You run for a long time in a marathon, but it’s just a series of moments. Some of them are brutal. Some of them make me shudder to relive them. Some are amazing. All seem to be elevated by the sense of an epic undertaking. To succeed in that undertaking brings a thrill that can’t be strung onto a ribbon or emblazoned on a T-shirt. You can’t touch it or hold it. Time passes, carrying your moment away. Leaving perhaps a sweet, searing pain.

Here it is autumn again, and the pumpkins are appearing. The light is shifting, taking on its golden tinge that strikes me as poignant, because winter is coming. I look forward to the joys of sweaters and candles, chilly mornings, maybe even a jack-o-lantern this year. Beautiful moments to store up in my memory against the darker season that follows.

Because all those moments we remember aren’t really gone—they’ve become part of us. When I think about past marathons and past trips, the moments that stay with me always seem inevitable, as if I can’t imagine not having been to Norway or Dublin, I can’t imagine the Stockholm Marathon of 2012 working out any other way (than bitterly cold and grueling and triumphant).

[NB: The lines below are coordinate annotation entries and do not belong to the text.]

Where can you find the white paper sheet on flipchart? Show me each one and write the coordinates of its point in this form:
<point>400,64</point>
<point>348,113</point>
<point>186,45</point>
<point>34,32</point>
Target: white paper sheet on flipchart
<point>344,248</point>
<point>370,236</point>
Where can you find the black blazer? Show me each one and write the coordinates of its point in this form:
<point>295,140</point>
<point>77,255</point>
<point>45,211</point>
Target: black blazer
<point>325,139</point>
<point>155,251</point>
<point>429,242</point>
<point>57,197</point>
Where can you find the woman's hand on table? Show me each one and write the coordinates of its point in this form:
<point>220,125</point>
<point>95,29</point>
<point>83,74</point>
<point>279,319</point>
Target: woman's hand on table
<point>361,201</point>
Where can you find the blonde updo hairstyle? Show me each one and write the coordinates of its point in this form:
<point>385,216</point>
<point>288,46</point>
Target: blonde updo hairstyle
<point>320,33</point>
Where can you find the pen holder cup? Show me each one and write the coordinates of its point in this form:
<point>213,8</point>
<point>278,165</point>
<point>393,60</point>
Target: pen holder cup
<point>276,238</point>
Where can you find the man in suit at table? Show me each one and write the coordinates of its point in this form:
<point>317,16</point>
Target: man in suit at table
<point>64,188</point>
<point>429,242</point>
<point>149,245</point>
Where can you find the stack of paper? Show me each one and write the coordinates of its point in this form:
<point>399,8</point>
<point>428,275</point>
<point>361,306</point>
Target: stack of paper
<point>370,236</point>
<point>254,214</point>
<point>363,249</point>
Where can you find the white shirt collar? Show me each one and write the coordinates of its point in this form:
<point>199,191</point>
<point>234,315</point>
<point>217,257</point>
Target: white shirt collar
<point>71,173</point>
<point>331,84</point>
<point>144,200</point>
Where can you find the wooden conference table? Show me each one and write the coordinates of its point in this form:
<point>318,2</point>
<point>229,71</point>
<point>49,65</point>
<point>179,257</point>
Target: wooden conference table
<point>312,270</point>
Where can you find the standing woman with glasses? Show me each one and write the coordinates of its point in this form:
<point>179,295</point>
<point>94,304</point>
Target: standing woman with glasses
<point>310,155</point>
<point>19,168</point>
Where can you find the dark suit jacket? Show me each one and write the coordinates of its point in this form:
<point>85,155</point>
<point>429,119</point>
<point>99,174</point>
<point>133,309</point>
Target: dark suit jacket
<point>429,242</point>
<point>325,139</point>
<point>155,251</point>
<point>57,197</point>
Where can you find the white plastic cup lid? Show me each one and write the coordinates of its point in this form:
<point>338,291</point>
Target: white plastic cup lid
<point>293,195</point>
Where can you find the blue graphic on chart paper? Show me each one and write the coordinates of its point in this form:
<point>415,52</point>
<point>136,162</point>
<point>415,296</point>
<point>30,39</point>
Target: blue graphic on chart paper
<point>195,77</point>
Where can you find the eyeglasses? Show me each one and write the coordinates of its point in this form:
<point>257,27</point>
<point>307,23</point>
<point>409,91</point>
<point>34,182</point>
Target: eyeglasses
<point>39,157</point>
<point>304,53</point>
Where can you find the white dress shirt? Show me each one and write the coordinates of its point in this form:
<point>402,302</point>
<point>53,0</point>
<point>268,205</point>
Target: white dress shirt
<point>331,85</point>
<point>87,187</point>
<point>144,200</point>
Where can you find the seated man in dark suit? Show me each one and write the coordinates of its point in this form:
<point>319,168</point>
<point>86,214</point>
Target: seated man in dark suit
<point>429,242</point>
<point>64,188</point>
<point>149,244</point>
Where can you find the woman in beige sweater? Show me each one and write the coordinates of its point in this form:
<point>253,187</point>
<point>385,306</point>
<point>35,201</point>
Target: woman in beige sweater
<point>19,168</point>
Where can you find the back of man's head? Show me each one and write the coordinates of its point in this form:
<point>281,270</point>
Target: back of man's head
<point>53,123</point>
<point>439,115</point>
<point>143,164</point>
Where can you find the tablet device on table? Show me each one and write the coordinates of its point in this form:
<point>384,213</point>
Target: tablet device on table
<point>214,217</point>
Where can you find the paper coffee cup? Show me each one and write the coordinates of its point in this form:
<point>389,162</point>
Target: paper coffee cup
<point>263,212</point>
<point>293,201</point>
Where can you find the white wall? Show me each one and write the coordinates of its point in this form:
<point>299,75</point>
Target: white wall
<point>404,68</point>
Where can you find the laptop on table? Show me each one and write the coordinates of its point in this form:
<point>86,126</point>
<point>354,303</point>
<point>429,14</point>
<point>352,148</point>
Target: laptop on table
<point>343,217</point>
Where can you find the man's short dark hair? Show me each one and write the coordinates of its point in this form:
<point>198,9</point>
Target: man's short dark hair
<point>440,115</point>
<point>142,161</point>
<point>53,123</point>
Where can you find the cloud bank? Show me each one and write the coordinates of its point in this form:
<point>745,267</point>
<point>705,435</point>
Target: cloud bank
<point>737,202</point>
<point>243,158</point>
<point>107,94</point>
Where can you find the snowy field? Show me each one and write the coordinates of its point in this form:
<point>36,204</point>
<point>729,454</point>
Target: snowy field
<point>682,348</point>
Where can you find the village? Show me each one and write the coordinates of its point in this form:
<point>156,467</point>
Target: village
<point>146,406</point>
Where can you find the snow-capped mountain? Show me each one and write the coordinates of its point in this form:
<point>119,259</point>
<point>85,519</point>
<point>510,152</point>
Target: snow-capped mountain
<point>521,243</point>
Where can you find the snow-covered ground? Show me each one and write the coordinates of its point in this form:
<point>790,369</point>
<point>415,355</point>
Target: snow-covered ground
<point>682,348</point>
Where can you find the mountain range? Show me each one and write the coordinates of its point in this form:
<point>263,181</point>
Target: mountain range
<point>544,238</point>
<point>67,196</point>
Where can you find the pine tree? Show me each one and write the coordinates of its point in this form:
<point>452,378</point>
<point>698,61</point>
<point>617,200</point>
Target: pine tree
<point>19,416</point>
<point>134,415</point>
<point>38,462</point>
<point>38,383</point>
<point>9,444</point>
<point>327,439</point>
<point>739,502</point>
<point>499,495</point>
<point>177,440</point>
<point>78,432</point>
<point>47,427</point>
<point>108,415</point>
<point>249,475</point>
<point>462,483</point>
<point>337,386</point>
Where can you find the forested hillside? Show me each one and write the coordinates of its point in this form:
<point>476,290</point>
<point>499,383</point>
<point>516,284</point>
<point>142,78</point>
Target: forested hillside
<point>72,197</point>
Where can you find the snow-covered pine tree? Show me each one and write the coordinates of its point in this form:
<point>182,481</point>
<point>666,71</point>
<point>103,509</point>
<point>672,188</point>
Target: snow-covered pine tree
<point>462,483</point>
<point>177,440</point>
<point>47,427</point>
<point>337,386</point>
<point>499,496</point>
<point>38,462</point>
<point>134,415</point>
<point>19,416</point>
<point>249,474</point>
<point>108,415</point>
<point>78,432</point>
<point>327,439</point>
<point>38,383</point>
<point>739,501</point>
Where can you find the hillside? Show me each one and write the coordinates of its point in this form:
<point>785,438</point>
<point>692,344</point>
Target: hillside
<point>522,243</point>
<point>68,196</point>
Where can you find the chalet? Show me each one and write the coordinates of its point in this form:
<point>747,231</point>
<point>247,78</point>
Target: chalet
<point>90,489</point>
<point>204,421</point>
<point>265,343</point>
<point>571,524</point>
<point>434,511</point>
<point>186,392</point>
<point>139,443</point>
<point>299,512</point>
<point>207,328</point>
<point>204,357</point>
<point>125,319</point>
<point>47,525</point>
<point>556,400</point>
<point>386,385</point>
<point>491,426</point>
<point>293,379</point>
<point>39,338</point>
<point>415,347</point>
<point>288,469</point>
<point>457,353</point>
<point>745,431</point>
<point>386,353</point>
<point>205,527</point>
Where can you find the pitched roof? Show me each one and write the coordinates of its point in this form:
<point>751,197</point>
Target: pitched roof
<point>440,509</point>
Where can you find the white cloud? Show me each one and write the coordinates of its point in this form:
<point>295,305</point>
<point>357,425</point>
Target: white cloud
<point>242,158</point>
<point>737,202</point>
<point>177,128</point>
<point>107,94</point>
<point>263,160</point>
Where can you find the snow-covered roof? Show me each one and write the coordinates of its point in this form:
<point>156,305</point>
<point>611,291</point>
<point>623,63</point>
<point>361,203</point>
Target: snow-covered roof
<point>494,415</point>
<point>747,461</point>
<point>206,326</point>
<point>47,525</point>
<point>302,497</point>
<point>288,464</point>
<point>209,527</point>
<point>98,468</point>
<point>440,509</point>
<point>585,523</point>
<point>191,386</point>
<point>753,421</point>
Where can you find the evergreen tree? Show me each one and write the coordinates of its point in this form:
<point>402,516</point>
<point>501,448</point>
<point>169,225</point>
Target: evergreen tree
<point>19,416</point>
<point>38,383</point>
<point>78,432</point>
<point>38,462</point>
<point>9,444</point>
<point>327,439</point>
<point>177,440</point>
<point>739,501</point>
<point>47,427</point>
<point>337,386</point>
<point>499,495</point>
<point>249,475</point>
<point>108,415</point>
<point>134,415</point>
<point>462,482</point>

Sometimes I wish I could freeze time, or I wish I could string all my good memories onto ribbons and hang them with my marathon medals; I wish in looking at pictures I could recreate rather than merely remember, and knowing that I can’t—that I can never again sit in my grandma’s family room eating apple slices with cheese while she dances around in the kitchen, that I am never again going to stand on a stool at my other grandma’s kitchen sink to help her wash dishes while her bread dough rises—it lends sweetness, I think, as well as pain.

If I could have the past with me, could I look to the future? Last year’s autumn is gone, and this one is just arriving. Moments have floated away, and new ones have yet to be lived. I am craving that marathon feeling. It’s time to do more than remember what it’s like to cross the finish line. It is time to go out and cross one again.

Whatever happens on September 29th, I expect I’ll find myself watching the “Barefoot Contessa” again in the future, and it may occur to me that once upon a time I had never been to the Hamptons. What?! I had never been to the Hamptons? (Just as I had never been to Iceland or the Netherlands, way back when.) How odd. How almost unimaginable. I may not recognize any of the places Ina goes, and if I want to experience her food, I don’t think I will find it among the postrace refreshments. But I do think her art gives me other moments to look forward to … and future moments, perhaps, of sweet, searing pain.